The ATO has been increasing its rate of public disclosure of outstanding tax debts from Australian businesses as it seeks to collect the more than $34 billion owed to it by SMEs.
This FAQ will help you understand why the ATO is publicly disclosing tax debts, how it does it and how you can avoid it.
The introduction of the Disclosure of Business Tax Debts legislation in 2022 was intended to bring greater transparency to the ATO’s debt management. The legislation serves several purposes:
- Visibility: Overdue tax debts are made more visible to support informed decision-making within the business community.
- Engagement: Taxpayers are motivated to engage more with the ATO for effective debt management.
- Fairness: The legislation reduces the advantage enjoyed by businesses that do not meet their tax obligations on time.
The information shared with credit reporting bureaus includes:
- The business’s ABN
- Legal name, business name
- The type of entity that the business is
- the amount of overdue tax debt.
Under the Disclosure of Business Tax Debt measure, the ATO may disclose tax debt information to credit reporting bureaus under specific conditions, some of which include:
- When a business is not engaging effectively with the ATO and has not responded within 28 days of a Notice to Disclose being received.
- Has one or more tax debts at least $100,000 that are overdue by more than 90 days.
- Has an ABN and isn’t an excluded entity.
- The business doesn’t have an active complaint with the Inspector-General of Taxation and Ombudsmen about the proposed reporting of the tax debt information.
Yes. This includes unincorporated entities such as sole traders, trusts and partnerships. To date, more than 50% of tax defaults have been registered against unincorporated entities.
CreditorWatch customers can find them within credit reports and will also receive alerts when an entity you are monitoring has a tax default registered against it.

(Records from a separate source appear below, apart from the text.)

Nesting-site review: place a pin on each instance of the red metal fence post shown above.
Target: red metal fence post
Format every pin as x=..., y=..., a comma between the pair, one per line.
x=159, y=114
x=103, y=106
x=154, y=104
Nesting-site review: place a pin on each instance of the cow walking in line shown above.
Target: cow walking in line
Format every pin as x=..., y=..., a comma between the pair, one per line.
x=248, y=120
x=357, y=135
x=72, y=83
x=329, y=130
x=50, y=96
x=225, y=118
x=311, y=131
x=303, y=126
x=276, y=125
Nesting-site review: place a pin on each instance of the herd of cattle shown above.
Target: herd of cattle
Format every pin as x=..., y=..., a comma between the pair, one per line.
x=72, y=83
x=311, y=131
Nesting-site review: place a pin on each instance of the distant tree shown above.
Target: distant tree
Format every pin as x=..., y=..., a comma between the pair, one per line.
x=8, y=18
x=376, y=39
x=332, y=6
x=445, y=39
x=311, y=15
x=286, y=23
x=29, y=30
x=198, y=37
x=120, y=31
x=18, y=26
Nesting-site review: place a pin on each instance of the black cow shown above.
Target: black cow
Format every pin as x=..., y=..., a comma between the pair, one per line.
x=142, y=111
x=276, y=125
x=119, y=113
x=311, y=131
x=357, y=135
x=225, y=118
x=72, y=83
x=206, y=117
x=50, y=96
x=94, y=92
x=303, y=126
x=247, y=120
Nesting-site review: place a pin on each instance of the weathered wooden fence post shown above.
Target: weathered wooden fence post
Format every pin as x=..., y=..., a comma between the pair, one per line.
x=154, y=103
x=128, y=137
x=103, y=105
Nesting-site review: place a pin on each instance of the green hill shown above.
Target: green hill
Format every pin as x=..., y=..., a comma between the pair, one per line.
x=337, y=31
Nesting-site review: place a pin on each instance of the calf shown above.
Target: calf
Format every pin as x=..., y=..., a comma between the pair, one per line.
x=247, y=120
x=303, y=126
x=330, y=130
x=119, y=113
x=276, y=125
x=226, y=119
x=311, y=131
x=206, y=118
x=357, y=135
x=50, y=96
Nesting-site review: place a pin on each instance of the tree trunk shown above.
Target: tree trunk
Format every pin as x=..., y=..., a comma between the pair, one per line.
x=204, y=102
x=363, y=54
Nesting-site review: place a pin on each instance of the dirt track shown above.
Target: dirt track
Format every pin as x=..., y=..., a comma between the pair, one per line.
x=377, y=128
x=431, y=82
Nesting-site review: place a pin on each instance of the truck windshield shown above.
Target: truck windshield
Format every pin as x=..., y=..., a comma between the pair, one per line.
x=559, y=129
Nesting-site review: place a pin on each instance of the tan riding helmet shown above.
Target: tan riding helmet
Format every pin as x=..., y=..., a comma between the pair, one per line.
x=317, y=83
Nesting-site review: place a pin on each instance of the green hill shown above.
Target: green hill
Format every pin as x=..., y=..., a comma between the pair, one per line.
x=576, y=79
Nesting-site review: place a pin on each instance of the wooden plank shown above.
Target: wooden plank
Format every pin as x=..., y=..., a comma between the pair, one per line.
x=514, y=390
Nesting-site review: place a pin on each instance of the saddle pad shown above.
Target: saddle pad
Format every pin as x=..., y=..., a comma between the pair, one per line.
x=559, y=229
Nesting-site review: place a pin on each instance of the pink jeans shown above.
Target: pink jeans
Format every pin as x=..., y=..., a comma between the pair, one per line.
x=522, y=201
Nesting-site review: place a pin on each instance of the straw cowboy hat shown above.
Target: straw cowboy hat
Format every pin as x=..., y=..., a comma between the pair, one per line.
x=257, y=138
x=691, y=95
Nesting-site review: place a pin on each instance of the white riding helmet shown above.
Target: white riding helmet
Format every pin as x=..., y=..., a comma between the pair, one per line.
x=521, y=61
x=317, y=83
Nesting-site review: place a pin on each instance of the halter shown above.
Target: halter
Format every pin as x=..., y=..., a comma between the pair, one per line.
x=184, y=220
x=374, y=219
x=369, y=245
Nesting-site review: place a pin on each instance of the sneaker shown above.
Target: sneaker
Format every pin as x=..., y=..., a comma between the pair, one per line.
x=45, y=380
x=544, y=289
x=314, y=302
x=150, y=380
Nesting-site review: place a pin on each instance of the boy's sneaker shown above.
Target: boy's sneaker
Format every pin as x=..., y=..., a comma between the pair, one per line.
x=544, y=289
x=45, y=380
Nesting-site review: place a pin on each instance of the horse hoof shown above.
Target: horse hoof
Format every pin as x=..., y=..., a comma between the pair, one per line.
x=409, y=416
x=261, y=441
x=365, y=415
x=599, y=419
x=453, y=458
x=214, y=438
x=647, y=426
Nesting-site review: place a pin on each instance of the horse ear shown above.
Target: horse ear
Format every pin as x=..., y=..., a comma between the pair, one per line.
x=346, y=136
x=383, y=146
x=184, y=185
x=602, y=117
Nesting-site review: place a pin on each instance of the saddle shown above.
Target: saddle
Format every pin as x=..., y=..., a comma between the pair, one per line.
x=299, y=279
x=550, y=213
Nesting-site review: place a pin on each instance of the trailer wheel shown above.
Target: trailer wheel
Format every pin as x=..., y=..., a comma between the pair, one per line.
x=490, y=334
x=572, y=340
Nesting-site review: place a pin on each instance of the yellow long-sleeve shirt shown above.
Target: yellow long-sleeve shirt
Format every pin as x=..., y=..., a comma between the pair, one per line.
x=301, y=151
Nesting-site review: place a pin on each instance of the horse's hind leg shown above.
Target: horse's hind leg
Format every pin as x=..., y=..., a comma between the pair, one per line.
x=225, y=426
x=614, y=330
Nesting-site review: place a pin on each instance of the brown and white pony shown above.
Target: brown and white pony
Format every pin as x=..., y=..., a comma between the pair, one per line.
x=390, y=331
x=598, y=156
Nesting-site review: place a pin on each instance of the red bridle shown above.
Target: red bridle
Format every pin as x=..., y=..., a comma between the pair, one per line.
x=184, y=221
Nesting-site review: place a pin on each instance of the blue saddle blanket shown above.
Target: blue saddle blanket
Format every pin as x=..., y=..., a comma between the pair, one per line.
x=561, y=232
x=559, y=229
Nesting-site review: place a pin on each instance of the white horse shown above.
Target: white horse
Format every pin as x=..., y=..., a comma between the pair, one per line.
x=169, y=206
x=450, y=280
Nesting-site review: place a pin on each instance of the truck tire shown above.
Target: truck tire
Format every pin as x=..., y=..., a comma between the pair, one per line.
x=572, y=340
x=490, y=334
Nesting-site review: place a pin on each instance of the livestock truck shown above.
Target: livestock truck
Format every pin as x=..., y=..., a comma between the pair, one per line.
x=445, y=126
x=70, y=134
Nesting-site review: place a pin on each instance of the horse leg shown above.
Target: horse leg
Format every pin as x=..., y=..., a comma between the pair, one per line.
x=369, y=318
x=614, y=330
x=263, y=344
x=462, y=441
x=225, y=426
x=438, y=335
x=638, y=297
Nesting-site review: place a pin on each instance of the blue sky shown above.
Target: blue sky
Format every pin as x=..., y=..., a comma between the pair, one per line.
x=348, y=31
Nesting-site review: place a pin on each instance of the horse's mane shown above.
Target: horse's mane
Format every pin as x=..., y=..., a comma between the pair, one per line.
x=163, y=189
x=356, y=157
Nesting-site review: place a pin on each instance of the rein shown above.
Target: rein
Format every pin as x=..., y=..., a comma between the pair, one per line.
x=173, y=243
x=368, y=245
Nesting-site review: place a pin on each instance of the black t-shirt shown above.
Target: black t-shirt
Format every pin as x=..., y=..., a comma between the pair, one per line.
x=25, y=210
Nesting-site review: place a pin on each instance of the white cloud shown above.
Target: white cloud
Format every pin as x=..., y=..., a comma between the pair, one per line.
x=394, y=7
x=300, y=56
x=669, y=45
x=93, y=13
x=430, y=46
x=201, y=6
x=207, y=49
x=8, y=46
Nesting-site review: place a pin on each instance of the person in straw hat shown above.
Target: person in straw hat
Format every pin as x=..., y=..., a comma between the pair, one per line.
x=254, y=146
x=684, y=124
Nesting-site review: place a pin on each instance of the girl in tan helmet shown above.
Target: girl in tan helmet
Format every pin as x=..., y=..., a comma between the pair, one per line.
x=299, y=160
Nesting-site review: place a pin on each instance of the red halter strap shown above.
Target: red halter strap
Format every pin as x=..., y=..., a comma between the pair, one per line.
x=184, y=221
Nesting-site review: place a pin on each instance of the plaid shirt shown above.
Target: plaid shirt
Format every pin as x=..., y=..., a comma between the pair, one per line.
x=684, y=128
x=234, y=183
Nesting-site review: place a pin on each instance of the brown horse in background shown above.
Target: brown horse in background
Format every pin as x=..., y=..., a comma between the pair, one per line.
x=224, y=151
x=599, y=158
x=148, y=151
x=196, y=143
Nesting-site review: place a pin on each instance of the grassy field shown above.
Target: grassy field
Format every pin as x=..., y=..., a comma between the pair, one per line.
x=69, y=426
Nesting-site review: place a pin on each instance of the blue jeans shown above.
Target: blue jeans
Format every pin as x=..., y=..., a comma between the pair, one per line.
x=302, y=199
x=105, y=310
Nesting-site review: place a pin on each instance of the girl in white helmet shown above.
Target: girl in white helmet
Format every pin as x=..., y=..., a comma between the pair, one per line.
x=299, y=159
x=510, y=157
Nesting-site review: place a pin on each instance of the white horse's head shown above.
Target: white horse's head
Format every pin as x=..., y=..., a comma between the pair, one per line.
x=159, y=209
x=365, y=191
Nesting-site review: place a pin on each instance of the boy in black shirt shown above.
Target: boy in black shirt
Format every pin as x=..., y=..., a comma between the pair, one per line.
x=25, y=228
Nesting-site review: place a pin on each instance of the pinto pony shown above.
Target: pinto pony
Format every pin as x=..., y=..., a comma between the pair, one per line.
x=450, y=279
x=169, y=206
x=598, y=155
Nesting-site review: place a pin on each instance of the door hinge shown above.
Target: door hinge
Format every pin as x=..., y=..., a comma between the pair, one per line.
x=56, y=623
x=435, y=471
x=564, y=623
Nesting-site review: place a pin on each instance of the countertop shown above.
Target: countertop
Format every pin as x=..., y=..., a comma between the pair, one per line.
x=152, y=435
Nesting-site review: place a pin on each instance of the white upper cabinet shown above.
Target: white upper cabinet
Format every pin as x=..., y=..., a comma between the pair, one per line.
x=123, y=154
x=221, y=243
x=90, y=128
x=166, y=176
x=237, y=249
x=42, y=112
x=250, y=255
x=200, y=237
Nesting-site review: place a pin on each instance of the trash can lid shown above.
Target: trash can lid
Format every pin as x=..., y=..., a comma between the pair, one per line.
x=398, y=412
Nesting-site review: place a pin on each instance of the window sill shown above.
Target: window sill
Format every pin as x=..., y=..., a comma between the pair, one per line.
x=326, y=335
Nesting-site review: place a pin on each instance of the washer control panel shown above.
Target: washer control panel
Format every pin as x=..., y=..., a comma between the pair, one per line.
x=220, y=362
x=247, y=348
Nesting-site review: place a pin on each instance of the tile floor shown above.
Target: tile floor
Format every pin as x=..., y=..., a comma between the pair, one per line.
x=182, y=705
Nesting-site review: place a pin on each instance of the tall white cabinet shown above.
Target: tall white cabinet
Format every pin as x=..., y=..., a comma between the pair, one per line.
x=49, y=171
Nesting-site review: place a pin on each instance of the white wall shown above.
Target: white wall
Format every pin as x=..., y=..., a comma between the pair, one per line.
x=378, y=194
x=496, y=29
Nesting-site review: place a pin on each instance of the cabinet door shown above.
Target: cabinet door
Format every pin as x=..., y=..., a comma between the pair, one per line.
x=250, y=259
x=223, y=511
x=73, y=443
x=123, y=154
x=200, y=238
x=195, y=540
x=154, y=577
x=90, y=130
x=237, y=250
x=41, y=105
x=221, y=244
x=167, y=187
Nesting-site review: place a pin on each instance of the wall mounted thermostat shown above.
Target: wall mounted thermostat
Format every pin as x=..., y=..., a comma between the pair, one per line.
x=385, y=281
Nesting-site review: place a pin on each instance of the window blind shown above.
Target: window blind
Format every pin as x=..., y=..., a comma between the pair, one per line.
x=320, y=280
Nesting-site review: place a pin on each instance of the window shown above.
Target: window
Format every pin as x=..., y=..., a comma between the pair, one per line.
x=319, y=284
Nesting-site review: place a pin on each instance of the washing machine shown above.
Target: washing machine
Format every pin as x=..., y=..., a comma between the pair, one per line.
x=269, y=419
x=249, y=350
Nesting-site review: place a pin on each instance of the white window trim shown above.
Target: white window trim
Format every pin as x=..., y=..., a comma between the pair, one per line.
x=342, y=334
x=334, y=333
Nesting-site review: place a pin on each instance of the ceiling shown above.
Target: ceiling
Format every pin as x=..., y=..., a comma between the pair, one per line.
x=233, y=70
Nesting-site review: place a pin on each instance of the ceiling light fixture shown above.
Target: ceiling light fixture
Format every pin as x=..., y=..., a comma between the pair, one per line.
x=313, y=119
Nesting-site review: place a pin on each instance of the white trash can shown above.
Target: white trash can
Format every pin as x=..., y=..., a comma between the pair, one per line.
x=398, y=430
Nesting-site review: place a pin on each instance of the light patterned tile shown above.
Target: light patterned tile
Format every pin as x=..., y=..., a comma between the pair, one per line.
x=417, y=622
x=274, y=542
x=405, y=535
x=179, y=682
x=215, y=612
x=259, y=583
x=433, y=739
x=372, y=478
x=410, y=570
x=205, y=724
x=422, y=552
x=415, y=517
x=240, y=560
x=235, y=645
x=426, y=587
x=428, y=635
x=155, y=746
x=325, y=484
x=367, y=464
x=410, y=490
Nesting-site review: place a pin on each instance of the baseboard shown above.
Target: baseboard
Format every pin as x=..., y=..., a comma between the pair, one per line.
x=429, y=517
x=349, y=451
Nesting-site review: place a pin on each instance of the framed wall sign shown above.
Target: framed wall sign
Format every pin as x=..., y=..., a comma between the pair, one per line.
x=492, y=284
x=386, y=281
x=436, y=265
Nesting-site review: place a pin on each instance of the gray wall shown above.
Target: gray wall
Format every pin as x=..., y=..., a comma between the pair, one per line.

Effective engagement extends beyond mere contact and involves achieving outcomes that substantially address tax debt. Active payment arrangements, debt release applications, and pending taxation decisions to which the debt relates (there is an active objection, review with the Administrative Appeals Tribunal (AAT), or appeal to the court) are all considered indicative of effective engagement.
Every business that meets the criteria for disclosure will automatically receive a formal Notice of Intent to Disclose from the ATO as soon as they become eligible.
For those businesses that don’t act upon the notice, the ATO will progressively disclose their information, which will be incorporated into their credit scores and credit rating reports by credit reporting bureaus, to be removed when the companies’ debts no longer meet the criteria for disclosure.
Details disclosed include ABNs, legal status, business names, entity types and overdue tax debt amounts. Credit reporting bureaus that have registered with the ATO and signed a Deed of Agreement and adhere to established standards, such as CreditorWatch, receive tax debt default records for reporting.
The ATO sends updated records of outstanding tax debts to credit reporting bureaus on a weekly basis.
When the updated records are sent the credit reporting bureaus on a weekly basis, the records of those companies that no longer meet the criteria for disclosure are automatically expunged from the companies’ credit files.
In cases where engagement and cooperation are lacking, the ATO can employ a set of firmer actions to address escalating tax debt situations. These actions can include garnishee notices and director penalty notices.
In some matters, and generally when all avenues of engagement have been exhausted, the ATO may resort to actions such as winding up and bankruptcy. The ATO notes that while it is often a major creditor in corporate insolvencies, and sometimes the only creditor, it is rarely an initiator of insolvency appointments. Most corporate insolvencies are initiated by the company directors or other creditors.